4. Customer Account Obligations

a. After creating the Account and entering into or confirming acceptance of this Agreement, Elo will enable Customer to create and access Customer's Account and the Administrator Account, the latter of which will include an administrative console ("Admin Console") that will permit Customer to perform certain administrative functions relating to Account Users, including creating an User Account, authorizing Elo Device(s), removing an Account User, and otherwise using the Service and suspending or terminating Account access. Account Users will be required to have a separate User Account linked to the Administrator Account and Customer is required to provide each Account User who is not Customer's employee with a copy of this Agreement and obtain each individual's consent to be bound by such terms prior to the use of the Service, unless they have otherwise accepted the EloView terms of use by clicking through them when setting up the User Account. Customer understands that a violation of the terms of this Agreement by an Account User may result in the suspension or termination of such Account User's User Account and/or Customer's Account and Customer's access to the Service. Customer is fully responsible for each Account User's compliance with this Agreement and will indemnify and hold Elo harmless from and against any damages or liability resulting from use of the Service by Customer's Account Users in violation of the terms of this Agreement. Customer will not make any representation, warranty, or guaranty to any Account User on behalf of Elo, or otherwise bind Elo in any manner. In order to access aspects of the Service, Customer may be required to provide current, accurate identification, contact, and other information as part of Customer's registration and/or continued use of such Service.

b. In addition to the Elo requirements, Customer may establish Customer's own rules for Account Users' access and use of the Service. Any such rules will only affect the relationship between Customer and Customer's Account Users and must be at least as restrictive as the terms of this Agreement. Without limiting the foregoing, Customer is responsible for determining and obtaining any permissions from Account Users necessary to enable Customer to perform the administrative functions available through the Admin Console and enforce any applicable rules. Further, Customer will prevent unauthorized use of Customer's Administrator Account, and will immediately notify Elo of any unauthorized use of or access to the Service of which Customer becomes aware.

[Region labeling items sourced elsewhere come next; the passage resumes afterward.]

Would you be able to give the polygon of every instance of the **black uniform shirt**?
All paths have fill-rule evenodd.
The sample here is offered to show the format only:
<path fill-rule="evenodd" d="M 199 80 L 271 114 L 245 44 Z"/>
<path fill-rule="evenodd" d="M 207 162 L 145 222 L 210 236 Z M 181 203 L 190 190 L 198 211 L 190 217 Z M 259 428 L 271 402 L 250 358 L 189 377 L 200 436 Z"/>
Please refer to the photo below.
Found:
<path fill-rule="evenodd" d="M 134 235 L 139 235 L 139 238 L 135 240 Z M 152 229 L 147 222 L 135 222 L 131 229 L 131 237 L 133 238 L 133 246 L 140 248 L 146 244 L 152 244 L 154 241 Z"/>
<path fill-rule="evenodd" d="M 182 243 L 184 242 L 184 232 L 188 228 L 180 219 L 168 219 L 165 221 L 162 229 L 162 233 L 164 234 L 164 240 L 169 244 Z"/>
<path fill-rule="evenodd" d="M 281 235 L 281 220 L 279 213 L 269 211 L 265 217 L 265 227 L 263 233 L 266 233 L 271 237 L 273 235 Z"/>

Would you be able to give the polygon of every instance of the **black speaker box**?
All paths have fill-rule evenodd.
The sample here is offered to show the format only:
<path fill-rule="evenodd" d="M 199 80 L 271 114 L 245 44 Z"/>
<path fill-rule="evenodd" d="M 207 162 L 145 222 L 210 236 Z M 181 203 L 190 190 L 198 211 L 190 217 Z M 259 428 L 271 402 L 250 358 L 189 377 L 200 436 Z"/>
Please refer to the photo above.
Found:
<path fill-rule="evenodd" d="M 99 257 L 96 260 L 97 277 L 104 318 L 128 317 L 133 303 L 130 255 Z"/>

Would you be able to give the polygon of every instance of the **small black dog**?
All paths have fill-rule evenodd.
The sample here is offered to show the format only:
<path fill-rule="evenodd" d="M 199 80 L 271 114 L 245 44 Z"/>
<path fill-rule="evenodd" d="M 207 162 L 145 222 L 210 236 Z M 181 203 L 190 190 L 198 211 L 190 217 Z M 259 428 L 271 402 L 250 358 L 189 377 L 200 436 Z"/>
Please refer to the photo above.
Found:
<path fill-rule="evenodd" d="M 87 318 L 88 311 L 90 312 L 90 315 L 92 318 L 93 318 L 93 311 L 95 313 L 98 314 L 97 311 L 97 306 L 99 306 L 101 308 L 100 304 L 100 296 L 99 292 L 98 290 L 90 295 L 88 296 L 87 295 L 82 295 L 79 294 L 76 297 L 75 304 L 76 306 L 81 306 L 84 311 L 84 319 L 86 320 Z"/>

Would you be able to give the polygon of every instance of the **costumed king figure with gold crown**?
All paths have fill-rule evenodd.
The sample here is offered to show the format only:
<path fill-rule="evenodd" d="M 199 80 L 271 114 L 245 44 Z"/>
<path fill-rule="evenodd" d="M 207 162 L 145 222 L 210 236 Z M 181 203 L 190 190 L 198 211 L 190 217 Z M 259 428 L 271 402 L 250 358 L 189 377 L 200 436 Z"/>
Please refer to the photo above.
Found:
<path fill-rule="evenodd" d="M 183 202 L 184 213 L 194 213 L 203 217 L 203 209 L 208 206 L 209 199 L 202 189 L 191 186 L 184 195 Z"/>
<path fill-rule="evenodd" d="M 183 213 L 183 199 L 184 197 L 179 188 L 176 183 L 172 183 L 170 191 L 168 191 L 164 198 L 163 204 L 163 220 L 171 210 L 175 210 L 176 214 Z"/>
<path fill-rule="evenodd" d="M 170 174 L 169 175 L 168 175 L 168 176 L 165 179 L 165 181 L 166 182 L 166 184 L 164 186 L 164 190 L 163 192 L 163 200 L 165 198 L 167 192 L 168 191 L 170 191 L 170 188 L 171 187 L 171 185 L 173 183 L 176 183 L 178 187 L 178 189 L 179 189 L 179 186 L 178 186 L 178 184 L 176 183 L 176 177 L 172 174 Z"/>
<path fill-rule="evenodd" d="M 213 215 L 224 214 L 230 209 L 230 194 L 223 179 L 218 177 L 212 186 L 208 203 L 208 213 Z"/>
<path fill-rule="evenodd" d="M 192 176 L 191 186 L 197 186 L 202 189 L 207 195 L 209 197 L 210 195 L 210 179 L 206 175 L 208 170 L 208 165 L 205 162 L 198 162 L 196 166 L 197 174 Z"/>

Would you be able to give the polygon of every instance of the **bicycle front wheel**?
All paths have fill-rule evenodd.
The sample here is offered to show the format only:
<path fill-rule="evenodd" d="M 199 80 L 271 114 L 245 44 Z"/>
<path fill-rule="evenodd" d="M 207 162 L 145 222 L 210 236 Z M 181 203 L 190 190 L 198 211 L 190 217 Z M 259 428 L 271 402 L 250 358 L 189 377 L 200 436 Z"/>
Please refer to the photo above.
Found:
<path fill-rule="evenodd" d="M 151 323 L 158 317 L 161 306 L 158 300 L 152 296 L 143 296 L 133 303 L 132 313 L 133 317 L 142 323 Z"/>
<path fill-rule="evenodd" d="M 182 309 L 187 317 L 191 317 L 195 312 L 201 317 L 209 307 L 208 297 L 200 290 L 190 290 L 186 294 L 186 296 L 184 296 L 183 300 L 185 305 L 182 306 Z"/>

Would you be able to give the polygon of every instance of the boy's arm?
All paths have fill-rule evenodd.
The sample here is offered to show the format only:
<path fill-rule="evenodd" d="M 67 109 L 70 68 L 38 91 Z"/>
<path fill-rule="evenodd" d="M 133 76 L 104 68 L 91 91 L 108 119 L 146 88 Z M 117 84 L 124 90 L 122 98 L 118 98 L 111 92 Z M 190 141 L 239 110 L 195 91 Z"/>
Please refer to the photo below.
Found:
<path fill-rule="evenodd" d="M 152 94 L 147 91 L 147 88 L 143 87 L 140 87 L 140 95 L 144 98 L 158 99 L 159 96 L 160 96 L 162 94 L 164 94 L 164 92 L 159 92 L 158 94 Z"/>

c. Customer is responsible for (a) administering all Account Users' access through the Admin Console; (b) maintaining the confidentiality of the password of each Administrator Account and User Account; (c) maintaining accurate and current account and contact information for each Administrator Account and User Account; (d) ensuring that all use of each Account complies with this Agreement and Applicable Laws; and (e) all activities that occur under Customer's Account. Customer will be solely responsible for ensuring that Customer has designated appropriate and necessary individuals as Administrators and for removing Account privileges from individuals who no longer require them. CUSTOMER ACKNOWLEDGES THAT IF NO ACCOUNT ADMINISTRATOR IS ABLE OR WILLING TO FULFILL SUCH FUNCTION AND/OR CUSTOMER OTHERWISE FAILS TO MAINTAIN CONTROL OF THE ADMINISTRATOR ACCOUNT(S), CUSTOMER MAY BE UNABLE TO ACCESS OR CONTROL THE ACCOUNT OR TO BENEFIT FROM THE SERVICE, AND CUSTOMER SHALL BE SOLELY RESPONSIBLE FOR ANY RESULTING LOSSES, COSTS, AND EXPENSES.

5. Payment for Services

a. Fees for Services. Customer will pay the fees specified in the applicable Order Form (the "Fees") for the right to use the Service subject to the terms hereof. These Fees are based upon the number of purchased Subscriptions and the type/level of Subscription, and not on actual usage of the Subscriptions. The Subscription commitment and the Fees are non-cancellable and non-refundable. Account access for any Administrator Account and User Accounts will be suspended upon expiration of any Subscription Term unless the parties renew the Subscription Term in accordance with Section 12.b. herein. If Customer chooses to download an Elo mobile application that carries an additional fee, Customer will be responsible for such per application download fee in addition to the Fees. Elo reserves the right to change its Fees at any time, provided however, that Fees set forth in an Order Form will remain in effect for the applicable Subscription Term.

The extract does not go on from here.